Moi qui ne suis qu'un immense voyeur, un rémora, un GPS qu'elle programme en espéranto d'espérance. Une pauvre chose informe qui l'attend devant un misérable abribus en cherchant dans sa tête le bon angle pour se positionner dans cet avenir qui se précipite sans laisser une seconde au présent.
Nous nous sommes rencontrés, et il n'y a pas eu rencontre plus chargée de sens dans cet univers si vain. Elle s'appelle Claudine et je jure que ce prénom banal n'a pas été si bien porté depuis le commencement des temps. Il n'a jamais été porté, tout simplement, parce qu'aucune n'aurait pu le porter avant elle.

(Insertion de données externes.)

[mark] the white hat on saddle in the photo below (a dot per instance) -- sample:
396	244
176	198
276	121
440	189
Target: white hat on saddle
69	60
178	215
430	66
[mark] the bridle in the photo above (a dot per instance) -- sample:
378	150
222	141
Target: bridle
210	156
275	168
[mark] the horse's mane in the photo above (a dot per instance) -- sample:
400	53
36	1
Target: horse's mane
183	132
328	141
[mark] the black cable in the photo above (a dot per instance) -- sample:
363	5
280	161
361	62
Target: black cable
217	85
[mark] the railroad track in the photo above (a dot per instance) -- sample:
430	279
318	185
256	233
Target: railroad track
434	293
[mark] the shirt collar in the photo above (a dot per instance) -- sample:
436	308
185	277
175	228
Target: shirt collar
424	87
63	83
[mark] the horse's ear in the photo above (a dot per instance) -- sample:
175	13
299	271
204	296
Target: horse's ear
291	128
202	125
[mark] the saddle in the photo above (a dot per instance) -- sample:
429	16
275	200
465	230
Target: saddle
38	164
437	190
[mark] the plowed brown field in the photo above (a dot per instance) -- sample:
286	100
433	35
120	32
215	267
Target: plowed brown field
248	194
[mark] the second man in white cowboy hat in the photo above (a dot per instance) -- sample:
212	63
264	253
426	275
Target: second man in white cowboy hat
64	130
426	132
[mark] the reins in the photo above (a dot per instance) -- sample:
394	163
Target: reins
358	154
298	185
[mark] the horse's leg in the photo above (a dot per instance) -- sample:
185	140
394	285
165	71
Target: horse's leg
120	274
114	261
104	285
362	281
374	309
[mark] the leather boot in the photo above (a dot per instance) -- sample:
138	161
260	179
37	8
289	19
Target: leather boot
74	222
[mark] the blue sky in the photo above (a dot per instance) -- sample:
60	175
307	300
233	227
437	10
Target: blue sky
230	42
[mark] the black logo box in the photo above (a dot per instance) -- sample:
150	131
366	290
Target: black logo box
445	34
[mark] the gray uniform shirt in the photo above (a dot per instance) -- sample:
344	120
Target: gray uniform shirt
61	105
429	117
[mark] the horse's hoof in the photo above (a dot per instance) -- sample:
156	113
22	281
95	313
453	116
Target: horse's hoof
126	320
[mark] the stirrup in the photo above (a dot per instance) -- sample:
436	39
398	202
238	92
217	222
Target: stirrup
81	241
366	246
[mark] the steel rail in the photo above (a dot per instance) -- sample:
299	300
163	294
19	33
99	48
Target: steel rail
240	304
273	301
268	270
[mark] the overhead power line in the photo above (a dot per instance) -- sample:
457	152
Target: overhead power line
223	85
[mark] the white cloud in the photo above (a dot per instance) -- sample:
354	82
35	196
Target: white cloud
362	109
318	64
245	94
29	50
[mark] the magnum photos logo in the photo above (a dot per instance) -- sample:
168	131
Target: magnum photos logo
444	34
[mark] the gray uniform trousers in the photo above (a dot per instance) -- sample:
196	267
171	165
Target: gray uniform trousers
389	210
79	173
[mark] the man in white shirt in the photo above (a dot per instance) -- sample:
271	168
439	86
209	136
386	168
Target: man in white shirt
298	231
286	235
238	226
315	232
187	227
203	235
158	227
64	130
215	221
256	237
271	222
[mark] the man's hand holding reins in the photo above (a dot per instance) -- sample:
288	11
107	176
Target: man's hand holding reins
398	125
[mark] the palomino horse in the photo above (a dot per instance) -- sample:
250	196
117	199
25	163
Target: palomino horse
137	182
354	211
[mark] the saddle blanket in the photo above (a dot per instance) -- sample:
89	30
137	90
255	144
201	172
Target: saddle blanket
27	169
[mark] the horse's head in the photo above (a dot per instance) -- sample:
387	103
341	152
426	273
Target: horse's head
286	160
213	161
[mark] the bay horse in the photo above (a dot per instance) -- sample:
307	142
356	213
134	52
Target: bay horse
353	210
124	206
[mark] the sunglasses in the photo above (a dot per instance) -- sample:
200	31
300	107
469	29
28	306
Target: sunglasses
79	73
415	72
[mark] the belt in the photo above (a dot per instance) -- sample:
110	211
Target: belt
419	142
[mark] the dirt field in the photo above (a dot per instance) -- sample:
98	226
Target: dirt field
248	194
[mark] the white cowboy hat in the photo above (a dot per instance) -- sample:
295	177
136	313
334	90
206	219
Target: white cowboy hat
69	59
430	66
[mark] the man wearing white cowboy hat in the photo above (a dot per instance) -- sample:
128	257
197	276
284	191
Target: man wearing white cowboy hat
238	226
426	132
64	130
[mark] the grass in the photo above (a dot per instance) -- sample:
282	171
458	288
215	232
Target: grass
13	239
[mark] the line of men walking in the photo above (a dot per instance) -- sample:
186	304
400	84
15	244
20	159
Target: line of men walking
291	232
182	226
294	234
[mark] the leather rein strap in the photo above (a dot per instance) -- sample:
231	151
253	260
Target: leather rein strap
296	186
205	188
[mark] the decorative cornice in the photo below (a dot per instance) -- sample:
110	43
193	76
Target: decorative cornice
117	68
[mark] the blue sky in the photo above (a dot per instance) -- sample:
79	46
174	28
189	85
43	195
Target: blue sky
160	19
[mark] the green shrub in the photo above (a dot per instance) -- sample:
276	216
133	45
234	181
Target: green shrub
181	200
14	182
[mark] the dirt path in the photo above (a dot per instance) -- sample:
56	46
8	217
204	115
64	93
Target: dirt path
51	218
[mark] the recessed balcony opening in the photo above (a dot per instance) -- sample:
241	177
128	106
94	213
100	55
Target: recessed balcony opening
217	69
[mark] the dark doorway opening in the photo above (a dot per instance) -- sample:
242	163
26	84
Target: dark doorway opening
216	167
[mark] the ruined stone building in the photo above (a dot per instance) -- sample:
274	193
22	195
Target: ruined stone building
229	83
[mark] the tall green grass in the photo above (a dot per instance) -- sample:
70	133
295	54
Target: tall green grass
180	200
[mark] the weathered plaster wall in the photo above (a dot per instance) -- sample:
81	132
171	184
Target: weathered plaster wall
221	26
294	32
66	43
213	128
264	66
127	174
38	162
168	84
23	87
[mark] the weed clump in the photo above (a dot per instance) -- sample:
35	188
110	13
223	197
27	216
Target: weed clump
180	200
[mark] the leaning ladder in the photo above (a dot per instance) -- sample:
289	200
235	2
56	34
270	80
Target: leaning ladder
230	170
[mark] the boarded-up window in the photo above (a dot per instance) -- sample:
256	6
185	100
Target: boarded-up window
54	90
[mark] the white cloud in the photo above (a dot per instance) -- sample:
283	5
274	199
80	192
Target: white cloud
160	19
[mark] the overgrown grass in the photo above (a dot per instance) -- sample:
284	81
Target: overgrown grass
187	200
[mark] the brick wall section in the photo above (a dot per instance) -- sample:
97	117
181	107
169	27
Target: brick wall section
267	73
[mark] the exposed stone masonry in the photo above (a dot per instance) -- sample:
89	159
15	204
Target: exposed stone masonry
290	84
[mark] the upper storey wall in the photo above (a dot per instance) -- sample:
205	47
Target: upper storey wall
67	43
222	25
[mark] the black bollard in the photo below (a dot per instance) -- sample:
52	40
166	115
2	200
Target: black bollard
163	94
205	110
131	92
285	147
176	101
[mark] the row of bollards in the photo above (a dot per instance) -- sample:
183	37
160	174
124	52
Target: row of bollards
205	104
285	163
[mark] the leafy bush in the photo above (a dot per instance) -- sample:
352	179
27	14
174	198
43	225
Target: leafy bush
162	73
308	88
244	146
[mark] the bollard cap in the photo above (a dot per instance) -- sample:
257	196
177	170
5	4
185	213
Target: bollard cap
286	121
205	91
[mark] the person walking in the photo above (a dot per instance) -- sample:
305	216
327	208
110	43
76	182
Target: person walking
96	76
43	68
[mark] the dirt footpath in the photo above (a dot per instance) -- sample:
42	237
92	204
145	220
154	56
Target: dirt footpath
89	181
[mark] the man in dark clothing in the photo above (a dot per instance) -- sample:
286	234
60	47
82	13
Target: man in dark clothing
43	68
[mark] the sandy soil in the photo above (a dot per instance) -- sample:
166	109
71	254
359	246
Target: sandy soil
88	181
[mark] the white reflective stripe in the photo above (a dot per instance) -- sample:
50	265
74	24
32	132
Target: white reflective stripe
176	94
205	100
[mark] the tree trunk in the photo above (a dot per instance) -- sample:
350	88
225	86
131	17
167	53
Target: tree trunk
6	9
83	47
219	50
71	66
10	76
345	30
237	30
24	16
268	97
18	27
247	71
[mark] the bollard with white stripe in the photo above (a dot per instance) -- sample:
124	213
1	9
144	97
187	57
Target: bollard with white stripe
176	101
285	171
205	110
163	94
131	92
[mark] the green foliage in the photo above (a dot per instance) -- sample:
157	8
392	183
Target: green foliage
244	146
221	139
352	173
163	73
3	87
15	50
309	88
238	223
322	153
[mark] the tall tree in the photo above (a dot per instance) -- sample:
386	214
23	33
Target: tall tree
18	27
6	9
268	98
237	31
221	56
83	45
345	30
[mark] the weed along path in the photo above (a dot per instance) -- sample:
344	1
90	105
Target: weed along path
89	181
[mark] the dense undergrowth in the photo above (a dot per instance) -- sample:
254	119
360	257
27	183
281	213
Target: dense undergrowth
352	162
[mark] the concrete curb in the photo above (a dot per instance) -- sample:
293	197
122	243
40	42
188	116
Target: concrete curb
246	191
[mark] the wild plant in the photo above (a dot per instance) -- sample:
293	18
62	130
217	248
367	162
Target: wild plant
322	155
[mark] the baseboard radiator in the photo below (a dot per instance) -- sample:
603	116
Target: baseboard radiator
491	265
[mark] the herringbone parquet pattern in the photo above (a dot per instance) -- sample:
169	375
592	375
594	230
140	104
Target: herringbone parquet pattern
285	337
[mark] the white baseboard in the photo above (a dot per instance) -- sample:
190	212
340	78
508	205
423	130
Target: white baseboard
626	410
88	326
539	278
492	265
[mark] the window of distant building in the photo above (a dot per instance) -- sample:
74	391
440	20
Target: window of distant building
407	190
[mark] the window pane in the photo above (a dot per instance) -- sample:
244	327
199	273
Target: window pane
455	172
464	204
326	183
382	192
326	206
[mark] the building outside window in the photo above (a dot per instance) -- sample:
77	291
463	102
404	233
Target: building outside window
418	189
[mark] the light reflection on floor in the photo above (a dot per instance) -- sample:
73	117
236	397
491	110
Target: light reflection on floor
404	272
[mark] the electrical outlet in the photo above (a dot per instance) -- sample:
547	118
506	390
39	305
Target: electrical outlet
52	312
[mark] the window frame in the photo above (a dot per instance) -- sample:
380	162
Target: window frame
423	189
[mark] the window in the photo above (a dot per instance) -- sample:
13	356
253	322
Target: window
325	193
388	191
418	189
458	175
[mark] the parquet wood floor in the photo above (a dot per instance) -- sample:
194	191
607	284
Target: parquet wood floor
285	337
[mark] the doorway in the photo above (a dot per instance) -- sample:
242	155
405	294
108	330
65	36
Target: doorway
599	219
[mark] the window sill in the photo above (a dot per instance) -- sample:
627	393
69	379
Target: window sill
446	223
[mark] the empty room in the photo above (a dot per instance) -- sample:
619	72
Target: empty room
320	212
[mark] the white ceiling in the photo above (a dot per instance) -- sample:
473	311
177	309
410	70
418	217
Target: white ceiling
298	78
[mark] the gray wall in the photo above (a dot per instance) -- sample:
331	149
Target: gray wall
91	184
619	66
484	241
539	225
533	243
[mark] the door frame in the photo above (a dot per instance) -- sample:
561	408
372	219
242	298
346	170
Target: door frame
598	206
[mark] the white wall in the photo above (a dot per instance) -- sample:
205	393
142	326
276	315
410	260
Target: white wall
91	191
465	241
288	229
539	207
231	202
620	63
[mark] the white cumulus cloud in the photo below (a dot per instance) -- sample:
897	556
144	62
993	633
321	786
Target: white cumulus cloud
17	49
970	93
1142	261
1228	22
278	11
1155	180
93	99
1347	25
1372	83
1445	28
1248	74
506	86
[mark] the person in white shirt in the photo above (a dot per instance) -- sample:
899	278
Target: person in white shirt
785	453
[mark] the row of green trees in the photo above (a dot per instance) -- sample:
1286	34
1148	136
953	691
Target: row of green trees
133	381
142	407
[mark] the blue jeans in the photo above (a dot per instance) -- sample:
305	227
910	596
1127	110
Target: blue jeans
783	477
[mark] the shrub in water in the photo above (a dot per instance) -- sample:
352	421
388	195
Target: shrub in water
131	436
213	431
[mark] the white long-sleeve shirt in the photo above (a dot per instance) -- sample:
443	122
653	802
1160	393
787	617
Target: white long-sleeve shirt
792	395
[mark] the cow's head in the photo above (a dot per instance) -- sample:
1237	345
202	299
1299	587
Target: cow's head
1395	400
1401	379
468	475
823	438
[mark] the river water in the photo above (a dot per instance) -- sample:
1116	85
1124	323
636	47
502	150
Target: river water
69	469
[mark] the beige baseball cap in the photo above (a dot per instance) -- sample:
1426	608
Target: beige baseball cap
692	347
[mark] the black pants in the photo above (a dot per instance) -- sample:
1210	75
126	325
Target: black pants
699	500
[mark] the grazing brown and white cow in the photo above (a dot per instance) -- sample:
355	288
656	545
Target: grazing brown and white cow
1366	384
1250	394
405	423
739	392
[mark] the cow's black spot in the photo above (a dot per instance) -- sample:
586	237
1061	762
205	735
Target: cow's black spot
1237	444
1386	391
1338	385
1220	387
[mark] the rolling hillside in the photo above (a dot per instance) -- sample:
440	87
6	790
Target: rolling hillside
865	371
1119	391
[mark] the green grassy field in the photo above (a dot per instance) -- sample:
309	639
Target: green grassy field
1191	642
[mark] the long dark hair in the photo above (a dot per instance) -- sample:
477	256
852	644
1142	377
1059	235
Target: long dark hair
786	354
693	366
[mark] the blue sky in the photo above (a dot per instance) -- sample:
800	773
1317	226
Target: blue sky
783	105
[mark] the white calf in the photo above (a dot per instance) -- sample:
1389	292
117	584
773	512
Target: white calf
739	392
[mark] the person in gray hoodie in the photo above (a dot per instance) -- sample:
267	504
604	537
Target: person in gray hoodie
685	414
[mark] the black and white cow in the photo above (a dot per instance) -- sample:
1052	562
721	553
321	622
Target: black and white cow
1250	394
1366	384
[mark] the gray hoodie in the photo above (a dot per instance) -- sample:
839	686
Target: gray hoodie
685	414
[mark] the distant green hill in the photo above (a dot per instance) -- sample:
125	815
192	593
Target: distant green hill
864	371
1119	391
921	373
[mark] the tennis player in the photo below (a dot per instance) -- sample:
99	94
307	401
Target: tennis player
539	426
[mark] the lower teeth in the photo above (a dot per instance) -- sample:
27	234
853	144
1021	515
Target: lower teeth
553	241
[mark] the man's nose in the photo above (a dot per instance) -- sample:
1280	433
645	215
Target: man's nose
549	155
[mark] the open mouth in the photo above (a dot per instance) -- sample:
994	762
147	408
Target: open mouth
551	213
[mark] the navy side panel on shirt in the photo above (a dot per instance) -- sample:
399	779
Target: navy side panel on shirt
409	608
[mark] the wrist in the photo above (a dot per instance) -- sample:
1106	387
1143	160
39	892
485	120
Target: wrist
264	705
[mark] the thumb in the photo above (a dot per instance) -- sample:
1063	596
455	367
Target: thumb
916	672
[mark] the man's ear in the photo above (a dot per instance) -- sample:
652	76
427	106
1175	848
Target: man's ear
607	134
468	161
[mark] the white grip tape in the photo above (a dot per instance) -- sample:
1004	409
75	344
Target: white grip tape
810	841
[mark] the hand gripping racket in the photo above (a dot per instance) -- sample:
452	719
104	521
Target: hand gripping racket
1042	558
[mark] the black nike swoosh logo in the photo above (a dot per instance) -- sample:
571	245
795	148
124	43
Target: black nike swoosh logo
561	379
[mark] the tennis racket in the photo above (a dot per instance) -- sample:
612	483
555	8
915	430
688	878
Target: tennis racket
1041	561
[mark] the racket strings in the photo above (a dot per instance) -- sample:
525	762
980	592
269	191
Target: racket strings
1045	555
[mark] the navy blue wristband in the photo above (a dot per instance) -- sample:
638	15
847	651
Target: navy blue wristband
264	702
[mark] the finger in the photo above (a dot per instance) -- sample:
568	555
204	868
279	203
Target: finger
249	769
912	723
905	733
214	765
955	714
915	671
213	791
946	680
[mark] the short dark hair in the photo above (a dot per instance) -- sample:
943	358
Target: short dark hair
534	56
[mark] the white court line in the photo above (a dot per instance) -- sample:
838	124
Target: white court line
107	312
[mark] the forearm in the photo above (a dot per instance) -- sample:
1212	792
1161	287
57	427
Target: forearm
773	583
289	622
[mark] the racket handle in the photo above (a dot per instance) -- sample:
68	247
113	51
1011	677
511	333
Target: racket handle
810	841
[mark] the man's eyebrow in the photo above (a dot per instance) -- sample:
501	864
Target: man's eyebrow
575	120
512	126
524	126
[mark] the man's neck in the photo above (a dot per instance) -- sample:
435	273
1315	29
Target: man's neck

Je ne sais quel âge elle a. Elle a l'âge de mes artères qui pulsaient à ses côtés, alors que nous papotions et blablations et ricanions dans une de ces fêtes stupides où les animaux acculturés qui nous ressemblent s'ébattent bêtement. Un courant, une onde d'ailleurs, un tsunami prédestiné nous a déposé l'un à côté de l'autre, en face d'une vidéo-performance, clou d'une soirée où nous étions invités. Nous avons commenté la chute d'une goutte d'eau à l'extrême ralenti. Que ne faut-il pas faire pour qu'enfin un moment d'épiphanie émerge avec mille questions, tandis qu'à l'orée de nos corps électriques se dressent mille drapeaux pour célébrer une certitude. La certitude qu'après le chaos-chrysalide vient un destin. Peut-être.
Elle arrive lentement, en réalité. Il pleut, pourquoi pas. Sous son parapluie qui tourne doucement comme une fête foraine en miniature, elle avance vers moi sans jamais cesser d'être un magnifique mystère. Elle me regarde, je m'accroche à la rambarde neuronale, je sais que rien encore n'a basculé dans cette dimension tout à fait inéluctable qu'on appelle réel. Elle arrive, je sais, je sens qu'elle arrive. Je suis encore l'alpha et l'oméga. Dans aucune autre possible elle ne partira.
Je commencerai sa vie et je la finirai, voilà ce qu'elle va me dire, voilà ce que m'affirment déjà les pattes infiniment douces au coin de ses yeux. Mon regard descend vers son corps, son univers charnel monte vers moi comme une onde, une masse corpusculaire de photons tantriques.
Cet arrêt de bus ne peut rester si atrocement vacant une seconde de plus.
Nous nous sommes rencontrés, planète et comète. J'étais stocké dans le vide avec Pluton, sidéré par le froid mortel marinant dans mon cœur solitaire. Je ne sais plus rien de l'avant, je ne sais plus si vie il y eut avant elle. Me reste du passé quelques feuilles mortes et cette goutte infinie, cette chute miraculeusement ralentie, cette beauté figée à la lisière du temps.
L'évidence de notre duo cogne au fond de mon crâne à chaque seconde ; à chaque inspiration ma bouche souffle son nom.
Elle est là, elle est tout prêt. Je vais parler et mes mots vont entourer l'ovale de ses yeux qui enserre déjà mon cœur. Préparez-vous, les mots, ça va être à vous. L'évidence si douce, il faut à peine la colorier, lui rendre grâce et sécher la buée qui la nimbe. Nous ne sommes pas encore dans le vaisseau éternité, il faut accrocher des ponts entre nos deux amours. Il faut vivre ce premier rendez-vous.